Lori Garver, a former head of NASA's policy office and now vice-president at DFI International, a Washington consulting firm, agrees that merging Earth and space science makes the former's budget “easier to raid” without having to consult Congress. But NASA's budget for Earth science was in decline even before the reorganization, and O'Keefe adamantly denied last week that it would suffer as a result of the change.

Strong advocate

Scientists inside and outside the agency also decried the loss of Weiler from the top science spot at NASA. Known as a tough decision-maker and a strong, articulate advocate for science, he will move to head the agency's Goddard Space Flight Center.

Although Weiler admits the switch was not his idea, he discounts speculation in Washington that he is being moved after clashing with O'Keefe over the administrator's decision not to have astronauts service the Hubble Space Telescope (see Nature 428, 353; 2004). He says that O'Keefe wants him to manage the proposed Hubble robotic servicing mission, one of the agency's most challenging projects. He will take over a respected institution with more scientists than any other NASA centre, which has also just been given responsibility for the revitalized lunar science programme.
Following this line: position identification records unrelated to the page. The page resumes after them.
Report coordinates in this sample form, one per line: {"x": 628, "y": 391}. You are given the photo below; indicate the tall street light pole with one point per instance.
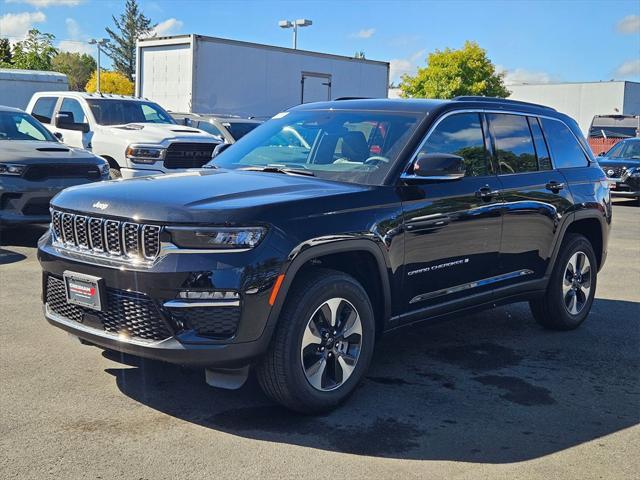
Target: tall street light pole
{"x": 301, "y": 22}
{"x": 99, "y": 43}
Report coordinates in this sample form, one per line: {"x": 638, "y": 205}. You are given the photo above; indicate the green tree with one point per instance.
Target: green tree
{"x": 78, "y": 68}
{"x": 129, "y": 26}
{"x": 450, "y": 73}
{"x": 110, "y": 82}
{"x": 35, "y": 52}
{"x": 6, "y": 58}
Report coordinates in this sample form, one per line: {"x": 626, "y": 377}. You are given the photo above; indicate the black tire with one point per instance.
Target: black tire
{"x": 281, "y": 373}
{"x": 552, "y": 311}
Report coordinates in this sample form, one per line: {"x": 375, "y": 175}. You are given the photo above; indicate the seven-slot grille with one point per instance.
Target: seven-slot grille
{"x": 100, "y": 235}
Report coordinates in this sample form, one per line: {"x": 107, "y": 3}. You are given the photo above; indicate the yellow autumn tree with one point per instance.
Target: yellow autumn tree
{"x": 110, "y": 82}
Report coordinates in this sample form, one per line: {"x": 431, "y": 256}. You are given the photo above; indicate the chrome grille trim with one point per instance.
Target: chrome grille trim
{"x": 108, "y": 239}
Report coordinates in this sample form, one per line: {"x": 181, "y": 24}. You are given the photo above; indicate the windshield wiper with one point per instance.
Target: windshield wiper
{"x": 284, "y": 170}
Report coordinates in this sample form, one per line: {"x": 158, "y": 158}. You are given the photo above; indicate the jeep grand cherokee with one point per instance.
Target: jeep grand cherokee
{"x": 293, "y": 258}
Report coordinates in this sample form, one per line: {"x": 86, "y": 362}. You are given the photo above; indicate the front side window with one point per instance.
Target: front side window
{"x": 74, "y": 108}
{"x": 564, "y": 146}
{"x": 109, "y": 111}
{"x": 461, "y": 134}
{"x": 43, "y": 109}
{"x": 514, "y": 148}
{"x": 21, "y": 126}
{"x": 331, "y": 144}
The new head of the merged Earth and space science directorate is Al Diaz, the current director of Goddard and a 40-year NASA veteran with senior management experience in Earth and space science. Diaz has strong ties with Senator Barbara Mikulski (Democrat, Maryland), who exerts a powerful influence on NASA's budget. But he is not a PhD scientist. Although Diaz has a solid managerial record, Berrien Moore, an Earth scientist at the University of New Hampshire and a frequent member of NASA advisory groups, asserts that “the head of NASA science needs to be a distinguished scientist”. Nor has Diaz shown Weiler's flamboyance, or his flair for public relations. “He's not timid,” says a former colleague, “but he's not as ‘in-your-face’ as Ed is.”

However Earth and space science fare, the main purpose of the reorganization is to make the Moon–Mars programme a primary goal. Some critics question why NASA should make this change now, considering that Bush's plan got a lukewarm response in Congress and may not survive November's presidential elections. With NASA struggling to return the shuttle to flight, finish the International Space Station, and manage a full plate of science projects, there is “serious concern about confusion” if NASA's workforce now has to reorganize as well, claims one veteran agency observer.

But others say that a more streamlined agency makes sense. “Frankly, I like a lot of these changes,” says Garver, adding that they should improve communication within the agency and help clarify its missions to outsiders. “The human exploration programme will be much better off,” says Kennel, “and that's worth a lot to the agency, because half of its enterprise is human exploration.”